Good question, Kevin!
Unless you making a movie or recording music for a published album, I think anything higher than 44.1 KHz at 16 bit is unnecessarily high.
I’ve been following your advice to create mono files based on this episode. Today I got a warning from PowerPress not to do mono. Here’s the explanation from their site (http://create.blubrry.com/resources/powerpress/using-powerpress/warning-messages-explained/):
“Warning: Channel Mode ‘mono’
Blubrry PowerPress checks that your mp3 media is either in ‘stereo’ or ‘joint stereo’ for maximum player compatibility.
Web (Flash) based media players and some portable media players
require either ‘Stereo’ or ‘Joint Stereo’ for proper playback. Playback
typically fails instantly in players that do not support ‘Mono’. To
reach the widest audience possible, we recommend using ‘Joint Stereo’
when creating your mp3 media. Joint Stereo and Mono result in the same
file size, so switching from ‘Mono’ to ‘Joint Stereo’ should not be an
issue if file size is a concern.
Values other than these noted may result in media files that are not compatible with some media players and web flash players.”

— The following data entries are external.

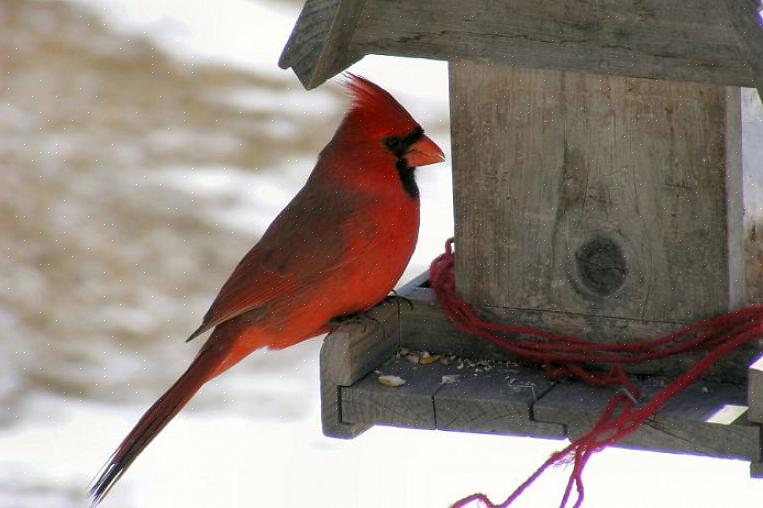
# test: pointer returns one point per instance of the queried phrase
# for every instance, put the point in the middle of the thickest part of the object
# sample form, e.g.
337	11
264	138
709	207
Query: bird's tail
204	367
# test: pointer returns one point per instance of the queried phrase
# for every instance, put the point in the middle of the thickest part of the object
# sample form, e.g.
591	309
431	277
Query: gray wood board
497	400
755	391
348	353
691	40
425	327
746	18
681	425
318	47
595	195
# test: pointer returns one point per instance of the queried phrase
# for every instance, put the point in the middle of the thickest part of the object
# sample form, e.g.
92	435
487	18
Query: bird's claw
394	296
360	319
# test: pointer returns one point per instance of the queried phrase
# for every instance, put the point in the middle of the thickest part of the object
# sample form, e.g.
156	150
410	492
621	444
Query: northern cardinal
337	249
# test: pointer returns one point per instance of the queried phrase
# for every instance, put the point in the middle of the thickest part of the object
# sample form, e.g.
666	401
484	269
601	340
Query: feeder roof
690	40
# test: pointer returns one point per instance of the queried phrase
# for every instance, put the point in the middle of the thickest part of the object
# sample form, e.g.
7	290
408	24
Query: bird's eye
391	142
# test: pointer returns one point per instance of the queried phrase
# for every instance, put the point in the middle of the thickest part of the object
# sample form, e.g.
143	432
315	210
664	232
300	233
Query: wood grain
747	20
691	40
755	391
348	353
423	326
319	45
705	419
494	401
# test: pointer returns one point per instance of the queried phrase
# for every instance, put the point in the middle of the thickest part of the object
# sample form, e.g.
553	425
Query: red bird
337	249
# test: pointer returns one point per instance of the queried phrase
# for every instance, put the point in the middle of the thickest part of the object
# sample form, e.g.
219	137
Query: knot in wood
601	265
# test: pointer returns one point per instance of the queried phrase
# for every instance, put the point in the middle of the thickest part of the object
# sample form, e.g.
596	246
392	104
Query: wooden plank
498	401
706	419
752	170
747	19
621	185
691	40
755	391
318	47
424	327
487	397
348	353
410	405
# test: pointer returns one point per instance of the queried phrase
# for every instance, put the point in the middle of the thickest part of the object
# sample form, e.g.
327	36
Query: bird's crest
369	99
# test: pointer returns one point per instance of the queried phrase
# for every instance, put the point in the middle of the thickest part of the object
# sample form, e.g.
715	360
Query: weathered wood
319	45
705	419
423	326
691	40
498	401
410	405
752	170
755	391
598	195
348	353
747	19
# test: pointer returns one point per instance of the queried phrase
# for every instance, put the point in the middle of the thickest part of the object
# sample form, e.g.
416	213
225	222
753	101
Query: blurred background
144	147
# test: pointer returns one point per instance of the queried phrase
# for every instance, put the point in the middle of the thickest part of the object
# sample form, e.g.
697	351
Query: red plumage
337	249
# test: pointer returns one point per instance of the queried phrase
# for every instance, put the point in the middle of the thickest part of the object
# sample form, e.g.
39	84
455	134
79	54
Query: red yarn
563	355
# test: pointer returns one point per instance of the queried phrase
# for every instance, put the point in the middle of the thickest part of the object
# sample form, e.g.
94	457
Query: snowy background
144	146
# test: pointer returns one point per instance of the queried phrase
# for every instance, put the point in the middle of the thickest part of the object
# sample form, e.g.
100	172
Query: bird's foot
360	319
395	297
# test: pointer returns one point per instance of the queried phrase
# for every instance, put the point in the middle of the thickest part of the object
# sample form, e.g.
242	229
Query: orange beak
424	152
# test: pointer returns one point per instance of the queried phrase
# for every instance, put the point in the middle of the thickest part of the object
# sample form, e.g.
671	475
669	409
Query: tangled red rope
564	355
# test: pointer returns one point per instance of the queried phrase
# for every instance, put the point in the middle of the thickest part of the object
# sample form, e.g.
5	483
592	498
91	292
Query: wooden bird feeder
598	191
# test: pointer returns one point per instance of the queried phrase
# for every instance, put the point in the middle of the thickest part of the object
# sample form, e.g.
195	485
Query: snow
248	453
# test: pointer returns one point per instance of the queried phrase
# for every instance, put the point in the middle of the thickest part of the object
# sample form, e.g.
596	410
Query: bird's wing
316	234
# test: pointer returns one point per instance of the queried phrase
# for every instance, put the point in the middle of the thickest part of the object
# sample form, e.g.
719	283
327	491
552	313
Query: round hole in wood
601	265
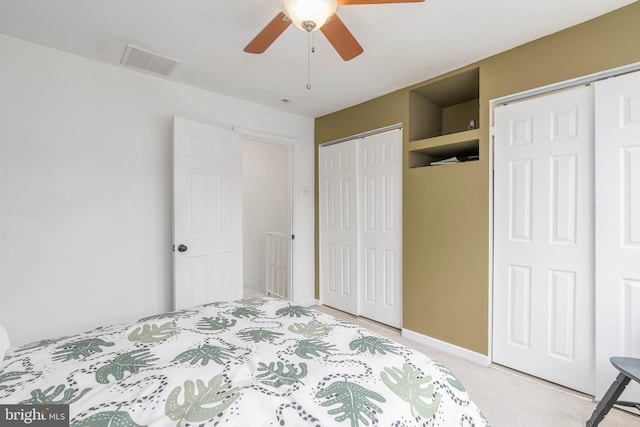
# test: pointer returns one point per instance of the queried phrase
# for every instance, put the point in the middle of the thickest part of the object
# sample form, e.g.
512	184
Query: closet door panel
543	237
617	226
380	227
338	172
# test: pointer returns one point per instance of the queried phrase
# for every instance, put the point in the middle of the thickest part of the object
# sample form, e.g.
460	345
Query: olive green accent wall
446	208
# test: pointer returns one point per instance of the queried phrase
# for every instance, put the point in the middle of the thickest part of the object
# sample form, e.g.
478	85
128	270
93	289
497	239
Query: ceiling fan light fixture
309	15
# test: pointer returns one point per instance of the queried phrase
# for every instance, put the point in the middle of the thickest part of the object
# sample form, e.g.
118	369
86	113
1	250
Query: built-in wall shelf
458	148
443	121
446	106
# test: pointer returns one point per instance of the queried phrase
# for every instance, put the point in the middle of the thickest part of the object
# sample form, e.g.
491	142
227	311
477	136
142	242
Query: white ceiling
403	43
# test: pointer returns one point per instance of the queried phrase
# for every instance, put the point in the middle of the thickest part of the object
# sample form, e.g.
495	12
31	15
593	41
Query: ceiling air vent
141	59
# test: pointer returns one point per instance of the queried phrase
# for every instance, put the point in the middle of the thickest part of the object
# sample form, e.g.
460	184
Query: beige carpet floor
508	398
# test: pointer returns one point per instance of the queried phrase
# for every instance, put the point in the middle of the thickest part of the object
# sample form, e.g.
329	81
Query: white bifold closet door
566	286
360	184
543	237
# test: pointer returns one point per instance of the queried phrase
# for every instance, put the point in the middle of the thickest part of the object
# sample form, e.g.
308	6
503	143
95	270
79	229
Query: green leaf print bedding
252	362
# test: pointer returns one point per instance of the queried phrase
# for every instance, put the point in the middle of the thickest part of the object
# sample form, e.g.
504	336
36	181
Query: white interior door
207	178
543	238
338	171
380	223
617	227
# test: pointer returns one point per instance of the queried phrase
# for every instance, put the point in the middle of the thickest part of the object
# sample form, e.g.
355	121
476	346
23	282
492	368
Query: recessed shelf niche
447	149
444	107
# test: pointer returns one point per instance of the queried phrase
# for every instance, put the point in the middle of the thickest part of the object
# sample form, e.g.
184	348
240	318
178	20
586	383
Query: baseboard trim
479	358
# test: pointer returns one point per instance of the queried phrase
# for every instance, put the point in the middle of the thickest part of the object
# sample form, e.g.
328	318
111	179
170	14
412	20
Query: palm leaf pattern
200	402
131	361
246	312
277	373
215	323
308	348
293	310
150	333
372	345
69	396
355	402
115	418
412	386
205	353
81	348
259	335
310	329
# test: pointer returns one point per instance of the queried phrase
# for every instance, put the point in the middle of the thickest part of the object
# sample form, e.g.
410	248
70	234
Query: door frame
519	96
292	153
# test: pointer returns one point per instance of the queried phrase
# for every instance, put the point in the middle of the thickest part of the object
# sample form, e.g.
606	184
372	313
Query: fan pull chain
310	50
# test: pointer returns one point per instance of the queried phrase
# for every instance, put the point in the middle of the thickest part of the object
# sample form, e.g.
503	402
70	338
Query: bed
251	362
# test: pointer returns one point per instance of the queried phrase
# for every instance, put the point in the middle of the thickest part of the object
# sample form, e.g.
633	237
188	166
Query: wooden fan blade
344	2
341	38
269	34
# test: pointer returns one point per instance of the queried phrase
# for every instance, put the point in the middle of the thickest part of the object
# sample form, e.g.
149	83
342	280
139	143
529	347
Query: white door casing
337	183
207	193
543	237
380	225
617	154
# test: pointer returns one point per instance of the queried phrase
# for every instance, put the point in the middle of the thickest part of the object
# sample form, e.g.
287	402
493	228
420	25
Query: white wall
85	188
265	195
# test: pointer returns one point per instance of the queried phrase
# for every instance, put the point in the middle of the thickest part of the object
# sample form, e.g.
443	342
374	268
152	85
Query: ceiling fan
312	15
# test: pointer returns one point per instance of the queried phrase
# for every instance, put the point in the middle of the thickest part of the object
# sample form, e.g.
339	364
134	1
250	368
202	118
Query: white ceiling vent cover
145	60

I went into my Adobe Audition and I have no idea how to create a Joint Stereo file as they suggest. How can I do and should I do it?
Thanks for all your help!
This isn’t an issue anymore. You must be running an old version of PowerPress because they removed this warning.
According to WordPress I am up to date. Perhaps I should uninstall and then reinstall? Will that mess up all my audio files?
It should be version 5.0.2.
But in any case, you can ignore the warning about mono files.